(cache)Prepare Node.js apps production ready for Kubernetes

At Banzai Cloud we are building an application-centric platform for containers - Pipeline - running on Kubernetes to allow developers to go from commit to scale in minutes. We support multiple development languages and frameworks to build applications, with one common goal: all Pipeline deployments get integrated CI/CD, centralized logging, monitoring, enterprise-grade security, autoscaling, and spot price support automatically, out of the box. In most cases we accomplish this in a non-intrusive way (i.e. no code changes are required) or we generate and pre-package boilerplate code to enable all of the above must-have features when going to production.

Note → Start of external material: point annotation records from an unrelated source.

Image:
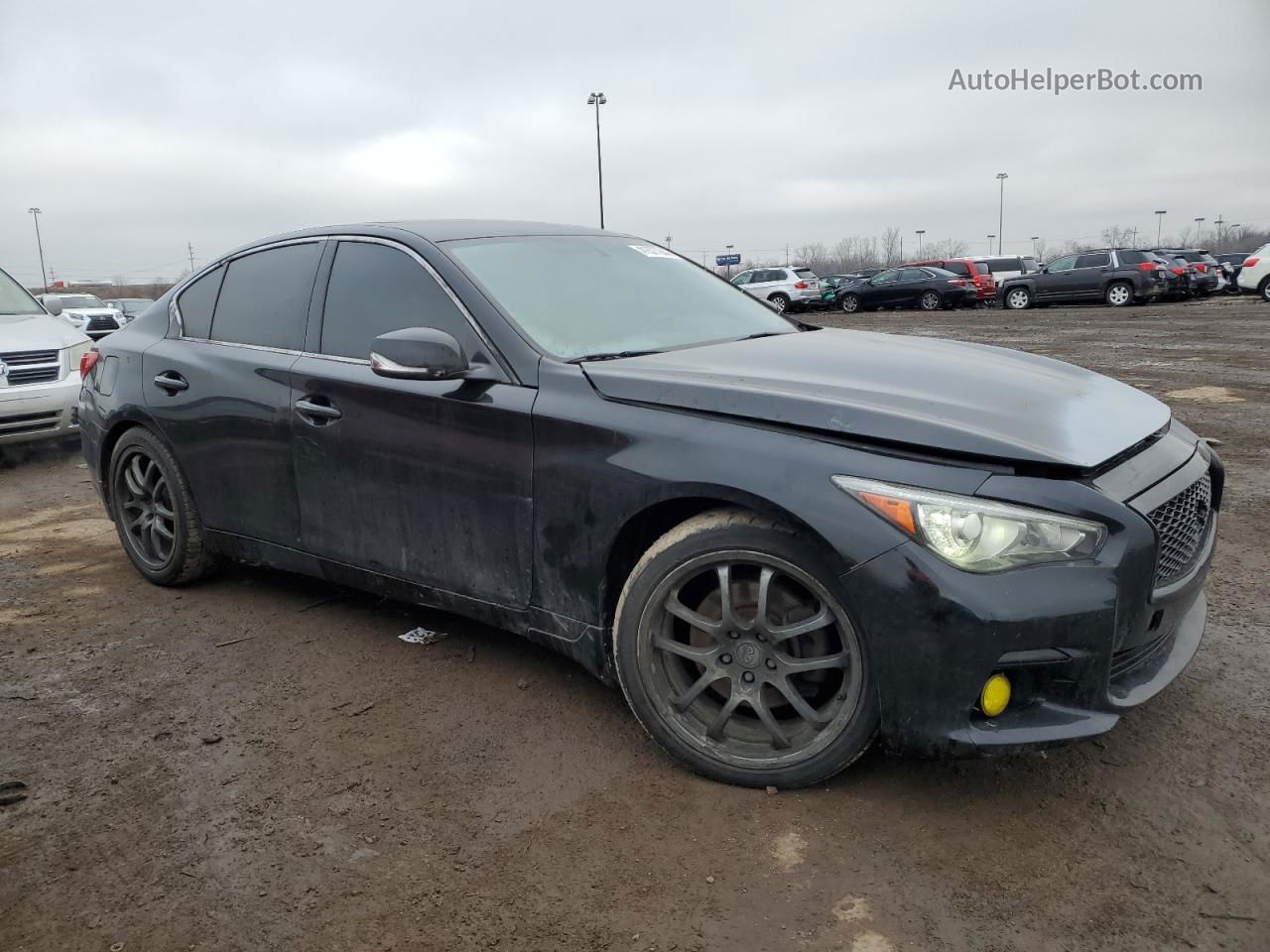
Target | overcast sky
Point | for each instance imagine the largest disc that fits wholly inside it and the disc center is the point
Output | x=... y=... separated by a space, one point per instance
x=140 y=126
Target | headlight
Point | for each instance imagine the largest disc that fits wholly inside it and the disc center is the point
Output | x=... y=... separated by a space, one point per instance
x=978 y=535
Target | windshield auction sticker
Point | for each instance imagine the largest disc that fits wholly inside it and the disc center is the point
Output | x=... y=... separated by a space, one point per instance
x=652 y=252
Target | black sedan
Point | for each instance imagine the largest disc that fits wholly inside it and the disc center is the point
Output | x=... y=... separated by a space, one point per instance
x=928 y=289
x=779 y=540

One of the most popular development language we support is Node.js. We recently published a Node service tools npm library that provides the essential features including graceful error handling & shutdown, structured JSON logging, access to various HTTP middleware, health checks, metrics and more to make your Node.js application truly ready for production on Kubernetes.

Node.js

Graceful error handling

In Node.js you can register error handlers for uncaught exceptions and unhandled Promise rejections. We are all humans and errors can slip into our code, and we have edge cases we never prepared for. What happens when an unexpected error is thrown which we are not catching it? Our program exits right away, possibly leaking resources, loosing session data and leaving in-flight requests unhandled. We really want to avoid this to happen!

This is one way of doing it, using our library:

const { catchErrors } = require('@banzaicloud/service-tools')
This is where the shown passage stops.